Magic Feet: A Superhero in the Making

My son was born with a birth defect. 

I remember the day we went for our anatomy scan, anxious to see our little guy more in-depth. His face. Fingers and toes.

We sat there, chatting it up with the ultrasound tech. How cute his little nose was. His fingers and the thumb he kept putting in his mouth. 

Until things got really quiet. 

I tried to look at the screen and decipher what I was seeing, but as she made me roll back and forth, side to side, and our light-hearted banter grew bleak.  My heart sank. 

“I’ll be right back,” she said as she patted my leg. 

My ever-optimistic husband told me nothing was wrong, but I knew. 

The doctor came in and I tried to pay attention as best I could. 

Clubfoot.

A small heart. 

Oversized belly. 

We were referred to Boston Children’s for an MRI—a heart scan and a slew of other testing.

My happy pregnancy became worrisome.

That night my husband and I did so much research on clubfoot. Googled each thing the doctor had said and scrolled through endless diagnoses.

We prepared for the worst as we broached the day of the baby and me being poked and prodded. I stared at ultrasound screens, laid in an MRI machine for hours of worrying, laughing at my husband’s ill attempts at jokes to ease my worries. His optimism was there for me, but I could sense in his voice, in each question he asked, the worry for our unborn baby. 

After a full day of testing: the diagnosis came. 

A clean bill of a health. He was small but mighty. He indeed did have clubfoot, but that within itself was manageable and correctable when he was born. 

Our son would lead a normal life. 

I remember the day he was born, hearing his cries, and not caring about anything else. He was here, healthy and in my arms. I played with his cute little feet and held him close. My precious boy. 

The road wasn’t easy. There were weekly cast changes that started at two weeks old that slowly corrected his curved-in feet.

Surgery that we weren’t allowed to go back for.  I worried about him being in pain, me not being able to hold him. Comfort him. Be there for him.

Then there was a bar that helped keep the correction to his feet in place.
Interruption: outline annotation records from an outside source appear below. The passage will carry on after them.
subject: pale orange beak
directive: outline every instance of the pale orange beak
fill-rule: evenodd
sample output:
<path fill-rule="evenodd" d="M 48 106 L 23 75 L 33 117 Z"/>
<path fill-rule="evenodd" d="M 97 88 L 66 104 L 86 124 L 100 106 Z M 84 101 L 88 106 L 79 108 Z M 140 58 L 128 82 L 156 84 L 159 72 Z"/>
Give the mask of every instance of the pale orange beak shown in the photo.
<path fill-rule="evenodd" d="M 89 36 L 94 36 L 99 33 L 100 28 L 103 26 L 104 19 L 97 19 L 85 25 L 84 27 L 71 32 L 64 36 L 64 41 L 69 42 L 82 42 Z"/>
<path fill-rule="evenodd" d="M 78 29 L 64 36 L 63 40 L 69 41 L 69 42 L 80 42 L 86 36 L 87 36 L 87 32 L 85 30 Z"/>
And tears. So many tears from all of us as we paced the floors at night as he cried, trying to free himself from the casts, then bars. 

Tears when we went to the doctors because he knew what was going to happen.

But now, at almost two, other than two little scars where he had the surgery, you’d never know he was born with bilateral club foot.

He runs, jumps, twirls around, just like any two-year-old boy. 

Every day he stands and runs to give me a hug; sometimes I flash back to the struggles, the worry, and heartache I felt as I carried him, hoping he’d be all right. And I realize he’s more than all right. 

Grayson Ty is a superhero. A boy put on this earth to do amazing things.

He was born with magic feet. And I can’t wait to see all he accomplishes in this world.